【問35】福祉住環境コーディネーター2級 練習問題|ニーズ把握と面接の姿勢
相談援助と連携 問15/20難易度B(標準)
問題文
相談援助におけるニーズ把握に関する次の記述のうち、最も適切なものはどれか。
- 1.ニーズの把握では、本人や家族の訴えを傾聴しながら、言葉としては表現されていない困りごとや背景にも注意を向けることが大切である。
- 2.相談援助では、専門家として最初に結論となる改修案を示し、本人の話はその確認のために聞く程度にとどめるのがよい。
- 3.高齢の相談者本人への質問は理解が難しいことが多いため、本人には尋ねず家族とだけ話を進めることが原則である。
- 4.本人や家族から要望として挙がった内容は、その妥当性を吟味することなく、すべてそのまま工事内容に反映することが信頼関係につながる。
解説
ニーズ把握の基本は、本人や家族の訴えを傾聴し受け止めることに加えて、遠慮や諦めから言葉にされていない困りごと、訴えの背景にある生活状況や心情にも注意を向けることであり、選択肢1が適切である。
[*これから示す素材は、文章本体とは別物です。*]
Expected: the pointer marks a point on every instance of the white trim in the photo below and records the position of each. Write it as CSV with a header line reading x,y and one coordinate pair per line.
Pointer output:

「トイレに手すりを」という要望の背景に夜間の失敗への不安があるなど、表明された要望と真のニーズが異なる場合がある。選択肢2は誤りで、専門家の結論を先に示して本人の話を確認程度に扱う進め方は、利用者本位の相談援助の姿勢に反する。選択肢3は誤りで、生活の主体である本人の意向確認は原則であり、理解に配慮が必要な場合も分かりやすい言葉や実物を示す工夫で本人の意思を尊重する。選択肢4も誤りで、要望の妥当性を身体状況や動作の面から吟味せずすべて工事化すると、かえって使えない整備や過剰な整備を招くおそれがある。